RXN Files
RXN Files are part of the MDL Information Systems ๐ Chemical Table Files which also include Molfiles. Each RXN File contains a RXN specific comment block at the beginning and following that multiple MOL blocks depending on the number of metabolites.
- Comment Block
- MOL Block
- Full RXN
Each Comment Block starts with $RXN marking the beginning of a RXN File. The following line contains a comment that is specific to the program generating the RXN File. The last line indicates the number of substrates and products respectively.
Each MOL Block starts with an indicator $MOL, which is followed by a comment block containing name, MetAMDB identifier, reactant and position, as well as a comment by the program used for atom mapping generation.
Indicated in orange is the counts lines, showing the number of atoms, the number of bonds and the MOL file format V2000.

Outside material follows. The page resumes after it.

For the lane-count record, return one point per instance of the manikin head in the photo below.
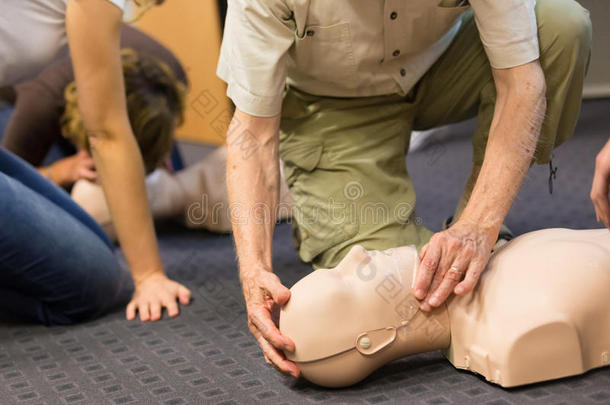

Followed by the counts line is the atom block, containing x, y, and z coordinates used for the Reaction Image generation (blue), the element (green), and finally the atom mapping (yellow).
After the atom block comes the bond block, which shows the atoms which are participating in the bond and the bond type (1=single bond, 2=double bond). So for example atom 5 and 7 are bound by a double bond.
Warning!
Atom numbers are row numbers of the atom block, not the atom mapping number. This is only essential if the row number is unequal to the atom mapping number.